Horrorstaus für die Kroatien- und Slowenien-Urlauber im Sommer? Im Innenministerium winkt man ab. "Der Sommer 2017 wird sich aller Voraussicht nach nicht großartig vom Sommer 2016 unterscheiden", sagt Karlheinz Grundböck, Sprecher des Innenressorts, zur "Wiener Zeitung". Zudem müsse man zwischen "Kontrollen in rechtlicher Hinsicht" und "Aktivierungen" unterscheiden - gemeint sind schwerpunktmäßige Grenzkontrollen im Bedarfsfall.

"Rechtliche Kontrollen, ja die haben wir", sagt Grundböck, "was wir aber nicht haben, sind lückenlose Kontrollen an den Grenzübergängen." Und überhaupt liege der Schwerpunkt der Kontrollen an der österreichisch-ungarischen Grenze.

Dort konzentriert man sich vor allem auf die Anti-Schlepper-Maßnahmen mittels Schleierfahndung. Wie viele Schlepper und Flüchtlinge in den vergangenen Monaten im Hinterland der Grenze aufgegriffen wurden, darüber kann das zuständige Bundeskriminalamt allerdings keine Auskunft geben. Man verweist auf den bald erscheinenden Schleppereibericht.

Egal, wie die EU-Kommission in puncto Grenzkontrollen entscheiden wird: Innenminister Wolfgang Sobotka kündigt schon jetzt an, so lange weiter kontrollieren zu wollen, bis es einen entsprechenden Schutz an den EU-Außengrenzen gebe. Hierzu erwartet Sobotka auch das Placet der EU-Kommission.

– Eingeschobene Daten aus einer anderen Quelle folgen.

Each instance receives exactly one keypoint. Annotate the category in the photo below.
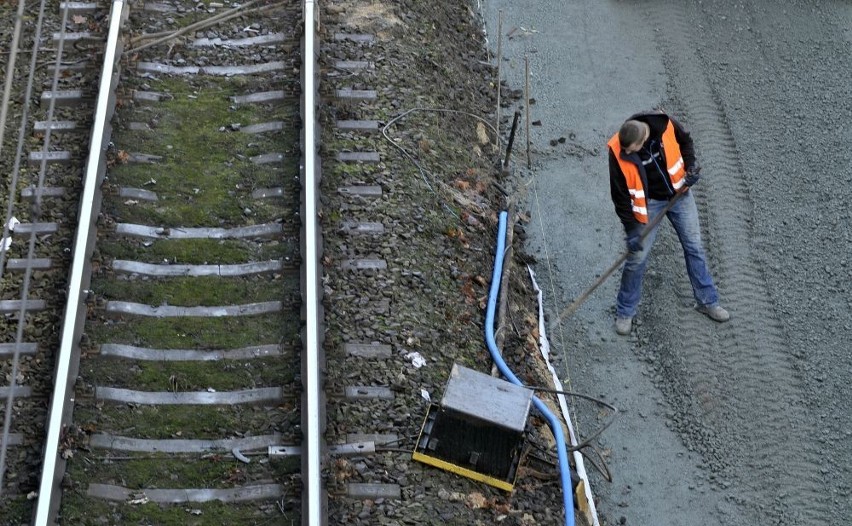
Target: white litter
(417, 360)
(544, 347)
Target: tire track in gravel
(735, 394)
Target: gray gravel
(735, 424)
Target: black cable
(597, 433)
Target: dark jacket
(657, 121)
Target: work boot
(623, 325)
(714, 312)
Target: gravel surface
(735, 424)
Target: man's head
(632, 135)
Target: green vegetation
(82, 511)
(198, 251)
(197, 422)
(224, 375)
(203, 174)
(197, 333)
(198, 291)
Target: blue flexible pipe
(553, 422)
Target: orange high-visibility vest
(674, 166)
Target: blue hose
(553, 422)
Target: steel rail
(74, 316)
(312, 498)
(13, 188)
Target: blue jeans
(684, 218)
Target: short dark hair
(631, 132)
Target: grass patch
(79, 510)
(197, 422)
(198, 251)
(146, 470)
(16, 509)
(224, 375)
(198, 333)
(204, 176)
(201, 290)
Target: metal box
(478, 429)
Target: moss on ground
(199, 291)
(79, 510)
(197, 422)
(199, 251)
(198, 333)
(224, 375)
(203, 174)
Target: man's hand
(693, 174)
(634, 239)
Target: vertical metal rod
(527, 104)
(499, 65)
(511, 139)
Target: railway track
(178, 377)
(47, 106)
(183, 373)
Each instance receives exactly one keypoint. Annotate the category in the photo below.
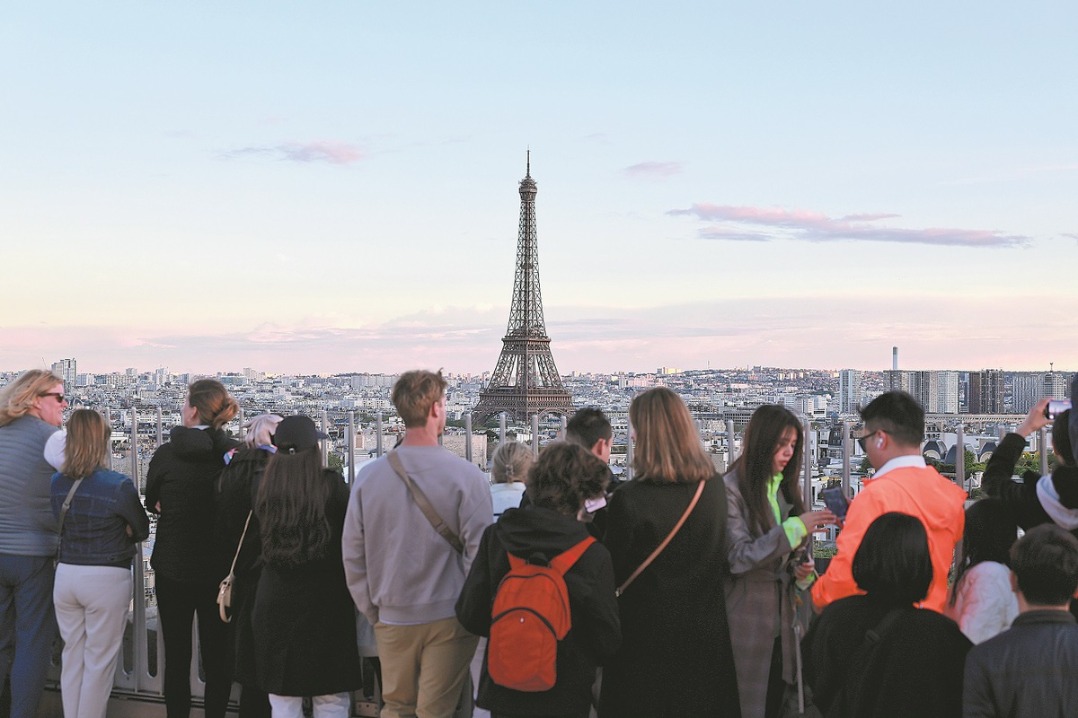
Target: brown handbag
(224, 590)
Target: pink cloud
(653, 169)
(334, 153)
(730, 222)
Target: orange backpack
(529, 617)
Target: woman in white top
(982, 602)
(509, 468)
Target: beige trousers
(424, 667)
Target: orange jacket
(921, 493)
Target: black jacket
(595, 632)
(236, 492)
(676, 658)
(182, 478)
(915, 670)
(303, 619)
(1021, 498)
(1026, 671)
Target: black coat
(1021, 498)
(595, 632)
(304, 621)
(915, 670)
(182, 478)
(675, 659)
(237, 489)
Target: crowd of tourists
(680, 593)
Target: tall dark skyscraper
(525, 381)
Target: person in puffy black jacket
(187, 564)
(561, 481)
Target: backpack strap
(563, 562)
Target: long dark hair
(989, 535)
(762, 435)
(291, 508)
(893, 565)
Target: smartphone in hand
(835, 500)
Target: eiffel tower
(525, 382)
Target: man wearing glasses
(892, 436)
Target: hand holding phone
(837, 501)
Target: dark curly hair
(564, 475)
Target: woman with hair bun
(509, 466)
(102, 523)
(187, 564)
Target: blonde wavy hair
(667, 444)
(16, 399)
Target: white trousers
(331, 705)
(91, 611)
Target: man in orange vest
(894, 430)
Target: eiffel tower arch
(525, 381)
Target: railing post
(468, 438)
(134, 447)
(846, 452)
(1042, 450)
(806, 460)
(351, 447)
(326, 442)
(959, 455)
(108, 423)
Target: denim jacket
(95, 527)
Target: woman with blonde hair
(675, 658)
(188, 566)
(101, 520)
(509, 467)
(31, 410)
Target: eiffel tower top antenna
(525, 381)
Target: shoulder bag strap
(669, 537)
(64, 509)
(247, 523)
(424, 504)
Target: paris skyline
(331, 190)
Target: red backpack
(529, 617)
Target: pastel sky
(331, 187)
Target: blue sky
(332, 187)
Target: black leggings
(177, 604)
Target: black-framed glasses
(864, 438)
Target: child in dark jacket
(561, 481)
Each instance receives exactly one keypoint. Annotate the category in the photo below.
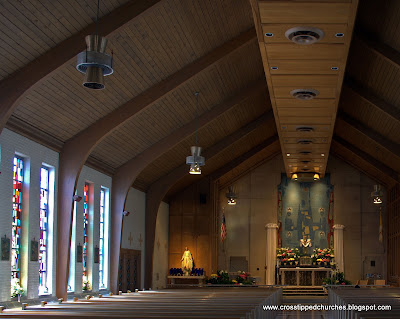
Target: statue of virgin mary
(187, 262)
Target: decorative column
(270, 256)
(338, 246)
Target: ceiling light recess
(305, 141)
(304, 129)
(304, 35)
(304, 94)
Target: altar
(304, 276)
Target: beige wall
(257, 206)
(160, 259)
(189, 226)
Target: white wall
(160, 259)
(133, 235)
(34, 156)
(133, 225)
(245, 222)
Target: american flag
(223, 228)
(380, 227)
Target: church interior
(199, 159)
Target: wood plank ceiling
(171, 35)
(305, 127)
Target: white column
(270, 255)
(338, 246)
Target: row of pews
(363, 298)
(167, 304)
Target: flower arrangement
(288, 255)
(220, 278)
(243, 278)
(322, 255)
(16, 289)
(86, 285)
(336, 279)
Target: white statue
(305, 242)
(187, 262)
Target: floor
(309, 300)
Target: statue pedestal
(305, 261)
(303, 276)
(186, 280)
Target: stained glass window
(18, 180)
(85, 229)
(43, 223)
(102, 283)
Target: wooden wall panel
(393, 234)
(190, 226)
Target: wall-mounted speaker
(203, 198)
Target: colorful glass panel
(85, 228)
(102, 283)
(43, 220)
(18, 180)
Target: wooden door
(129, 270)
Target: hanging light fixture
(377, 195)
(94, 62)
(231, 196)
(195, 160)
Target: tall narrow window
(43, 223)
(85, 230)
(18, 179)
(102, 283)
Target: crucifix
(140, 240)
(130, 238)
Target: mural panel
(305, 209)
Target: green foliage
(85, 285)
(16, 288)
(336, 279)
(243, 278)
(220, 278)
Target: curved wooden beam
(372, 135)
(384, 170)
(126, 174)
(215, 175)
(158, 189)
(18, 85)
(366, 95)
(383, 50)
(77, 149)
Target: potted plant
(16, 290)
(85, 285)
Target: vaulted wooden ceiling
(179, 47)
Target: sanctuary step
(304, 291)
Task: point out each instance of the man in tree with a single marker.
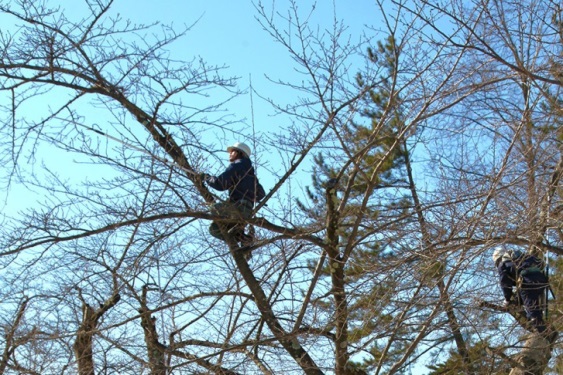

"Mindestens bis Jahresende" und solange es eben den EU-Außengrenzschutz nicht gebe, wollen auch die Bayern an der Grenze zu Österreich weiterkontrollieren. Immerhin seien seit Jänner mit Stichtag 25. April 4754 Personen an der bayrisch-österreichischen Grenze aufgegriffen worden. Bis inklusive März habe man 1600 Personen die Einreise verweigert, so ein Sprecher des bayrischen Innenministeriums am Mittwoch.